No era cosa nueva. La gran pandemia de influenza de 1918, es tal vez llamada “gripe española” por los herederos de ingleses prejuiciosos de hispanos, con la misma antipatía con que Donald Trump cuelga el despectivo epíteto de peste china a la pandemia actual. Quizá se parecen la influenza de Woodrow Wilson en 1918, que le hizo aceptar la saña revanchista de franceses e ingleses en Versalles, y la Covid-19 de Donald Trump que le volvió más ególatra e indiferente a la muerte de sus conciudadanos 100 años después. De cualquier manera, el narcisista mandamás de la economía más poderosa del mundo estaba más preocupado de una impugnación congresal sobre sus vínculos rusos, y con su reelección en 2020. Total, los infectados en su país entonces apenas llegaban a docenas.
En Italia, país de primer mundo, se apilaban muertos afuera de abarrotados hospitales y su avanzada infraestructura sanitaria no daba abasto. Pronto casi toda Europa estaría infectada de una nueva cepa del virus. Trump supo de la amenaza china desde el 1° de enero de 2020. Como está documentado, tenía otras prioridades en mente. Esa negligencia de su deber (dereliction of duty), infectó a miles de seres, hizo necesaria la hospitalización de centenas y mató a miles de estadounidenses en un año. A pesar del inicio de la vacunación en diciembre, se estima que para el 20 de enero de 2021, fecha de la asunción al poder del vencedor de las elecciones, Joseph Biden, serán centenares de miles.
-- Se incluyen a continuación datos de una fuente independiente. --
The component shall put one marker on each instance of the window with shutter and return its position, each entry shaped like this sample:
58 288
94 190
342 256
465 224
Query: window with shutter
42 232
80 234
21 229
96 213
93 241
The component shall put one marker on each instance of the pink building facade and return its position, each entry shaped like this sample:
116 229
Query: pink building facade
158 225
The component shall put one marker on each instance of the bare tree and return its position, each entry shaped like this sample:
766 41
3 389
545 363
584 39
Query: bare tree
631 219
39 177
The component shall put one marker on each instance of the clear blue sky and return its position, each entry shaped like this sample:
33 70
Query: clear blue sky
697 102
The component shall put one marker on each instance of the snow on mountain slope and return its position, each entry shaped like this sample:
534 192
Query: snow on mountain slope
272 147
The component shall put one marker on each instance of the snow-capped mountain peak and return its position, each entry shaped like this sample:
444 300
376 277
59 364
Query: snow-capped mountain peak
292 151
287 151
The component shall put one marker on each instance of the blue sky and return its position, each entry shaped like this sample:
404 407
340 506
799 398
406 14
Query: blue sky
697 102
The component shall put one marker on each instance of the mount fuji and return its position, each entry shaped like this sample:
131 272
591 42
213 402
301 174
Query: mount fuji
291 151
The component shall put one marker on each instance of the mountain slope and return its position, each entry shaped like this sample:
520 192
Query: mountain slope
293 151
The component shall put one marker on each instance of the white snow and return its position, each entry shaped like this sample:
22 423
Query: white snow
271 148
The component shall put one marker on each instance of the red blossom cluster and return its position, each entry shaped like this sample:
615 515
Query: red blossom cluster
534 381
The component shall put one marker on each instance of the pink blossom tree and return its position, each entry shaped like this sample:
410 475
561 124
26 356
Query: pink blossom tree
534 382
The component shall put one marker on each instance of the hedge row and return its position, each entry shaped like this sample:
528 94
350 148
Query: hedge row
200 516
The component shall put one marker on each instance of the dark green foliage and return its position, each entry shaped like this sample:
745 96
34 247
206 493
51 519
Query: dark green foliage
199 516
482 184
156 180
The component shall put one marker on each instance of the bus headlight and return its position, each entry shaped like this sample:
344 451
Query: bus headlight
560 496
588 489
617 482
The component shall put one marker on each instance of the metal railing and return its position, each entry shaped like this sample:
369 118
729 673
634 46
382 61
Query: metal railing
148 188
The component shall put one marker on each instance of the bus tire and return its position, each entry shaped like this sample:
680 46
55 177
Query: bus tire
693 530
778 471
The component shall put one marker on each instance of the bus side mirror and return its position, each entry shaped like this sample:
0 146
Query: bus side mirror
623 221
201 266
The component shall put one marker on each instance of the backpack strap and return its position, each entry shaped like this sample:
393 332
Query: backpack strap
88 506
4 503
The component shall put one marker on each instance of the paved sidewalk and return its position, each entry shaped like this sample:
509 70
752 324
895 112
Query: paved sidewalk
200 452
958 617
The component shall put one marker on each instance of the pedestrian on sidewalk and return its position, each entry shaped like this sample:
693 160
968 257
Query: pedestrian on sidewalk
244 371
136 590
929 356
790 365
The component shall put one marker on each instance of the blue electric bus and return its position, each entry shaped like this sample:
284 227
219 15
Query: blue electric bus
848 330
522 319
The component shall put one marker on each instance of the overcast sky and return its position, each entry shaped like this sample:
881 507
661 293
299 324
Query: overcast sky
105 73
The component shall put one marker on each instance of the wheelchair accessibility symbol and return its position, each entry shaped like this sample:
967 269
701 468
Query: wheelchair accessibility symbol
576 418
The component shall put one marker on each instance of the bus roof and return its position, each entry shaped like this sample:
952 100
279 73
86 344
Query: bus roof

Mientras tanto, las ratas encerradas en la Casa Blanca seguirán correteando en sus pasillos, empeñadas todavía en insistir en haber perdido el voto por un fraude masivo que no pudieron comprobar.
No sé por qué, pero sospecho que la pandemia originada en Wuhan es un preaviso relacionado con los desmanes con el planeta Tierra. Indicios por aquí y por allá: armas químicas del arsenal de guerreros en EEUU o de fanáticos en Afganistán o el veneno que casi mata a un disidente en Rusia. Son tan proclives al accidente como el descuido en Chernóbil, o inciertas como el movimiento de placas tectónicas en Fukushima, el dedito de Trump o de Putin apretando el botoncito rojo, o lo que fuere. ¿No estarán relacionados el calentamiento global, el derretimiento de los polos, la desaparición de glaciares, los incendios forestales, las lluvias e inundaciones, la contaminación ambiental y el aire pútrido que respiramos?
Por eso me conduelo de los quijotes que lamentan los animalitos presos en las ferias. Sufro como padre de una hijita (siempre serán mis niñas) combatiendo los molinos de viento de la tala de árboles en esta ciudad en camino a ser una selva de cemento. Para entonces estaré tocando un laúd en el cielo, o ardiendo en las llamas del infierno e igual me causará tristeza. ¡Feliz Navidad!